Most of these solutions center on creating efficiencies, either on the production line or in a company’s ability to help its customers, and many of them involve artificial intelligence. The problem is AI just isn’t at the point yet where it’s creating the efficiencies most want and that just leads to more problems.

Machine learning has become a pervasive element of everyday life and smart devices such as the Amazon Echo have become staples in homes across the U.S. and were making inroads in hotels before the pandemic swept across the country.

They might have staying power post-coronavirus too since many people will be too afraid to touch anything in their hotel rooms or to even push the start button on the videoconferencing system in their company’s board room whenever they return to the office.

Crossing the Line

But sometimes technology just simply goes too far, no matter how much good it brings into the world in other circumstances. Generally, the marketplace will tell product developers that they’re not fans of their products by either not buying it at all or panning it on social media when they do and hate it.

It’s typically at the cross-section of science and technology where there’s the most debate about the value of solving problems with machines rather than humans. The Neuralink rolled out recently by Tesla and SpaceX founder Elon Musk is the latest example, but not the first and certainly not the last.

Certainly, there are plenty of examples of AV and IT technology doing wonders for the health care industry. Take telemedicine as the most recent and certainly widest-impact example of this idea.

Without the ability for most patients to talk to and even share medical information with their doctors for the past six months, we’d likely have an even larger number of deaths from COVID-19 worldwide. But, again, things like cloning and embedded devices are just a step too far for many to consider.
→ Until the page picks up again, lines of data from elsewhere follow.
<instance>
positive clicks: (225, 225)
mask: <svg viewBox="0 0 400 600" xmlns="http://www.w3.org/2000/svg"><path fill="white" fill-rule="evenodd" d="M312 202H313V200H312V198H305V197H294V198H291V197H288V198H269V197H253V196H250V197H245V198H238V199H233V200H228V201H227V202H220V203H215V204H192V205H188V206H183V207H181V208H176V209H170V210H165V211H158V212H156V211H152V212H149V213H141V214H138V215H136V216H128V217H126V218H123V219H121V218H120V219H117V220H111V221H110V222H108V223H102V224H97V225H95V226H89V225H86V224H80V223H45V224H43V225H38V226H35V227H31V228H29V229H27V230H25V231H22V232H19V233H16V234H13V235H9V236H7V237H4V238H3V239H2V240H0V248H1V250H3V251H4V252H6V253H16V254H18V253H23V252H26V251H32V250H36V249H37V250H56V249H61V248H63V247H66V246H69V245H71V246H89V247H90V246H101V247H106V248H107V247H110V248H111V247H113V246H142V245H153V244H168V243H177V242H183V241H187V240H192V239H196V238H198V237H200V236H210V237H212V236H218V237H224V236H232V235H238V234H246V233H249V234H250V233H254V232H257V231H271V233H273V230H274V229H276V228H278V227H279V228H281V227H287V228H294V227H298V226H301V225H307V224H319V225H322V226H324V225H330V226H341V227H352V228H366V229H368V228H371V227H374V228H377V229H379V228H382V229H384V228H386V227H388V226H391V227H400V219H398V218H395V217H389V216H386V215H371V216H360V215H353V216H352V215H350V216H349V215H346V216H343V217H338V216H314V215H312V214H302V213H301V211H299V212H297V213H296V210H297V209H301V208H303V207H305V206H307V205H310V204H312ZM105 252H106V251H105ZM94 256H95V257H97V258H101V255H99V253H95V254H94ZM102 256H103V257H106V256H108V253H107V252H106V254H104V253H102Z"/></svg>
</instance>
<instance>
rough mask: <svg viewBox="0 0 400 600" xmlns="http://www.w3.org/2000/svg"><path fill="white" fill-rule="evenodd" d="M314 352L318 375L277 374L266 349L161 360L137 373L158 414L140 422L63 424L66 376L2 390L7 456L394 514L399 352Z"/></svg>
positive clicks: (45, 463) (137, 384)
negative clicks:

There’s a balance when it comes to the problems AV and IT integrators should be solving and the ones they should leave alone. It’s not always as simple as doing what your customers ask you to do. It’s about doing what should be done to advance rather than compromise the cause for AV and IT as a whole.

There are plenty of problems AV and IT integrators can solve with technology. Making the right choices in that regard will help to continue to advance the industries and lead to some wonderful solutions we can’t imagine today. Focusing solely on profit or fame, though, could have dangerous consequences.

There’s no need to bring technology to people before it’s ready. If this pandemic has taught us anything, it’s that people will embrace technology whenever they’re ready for it and it’s ready for them.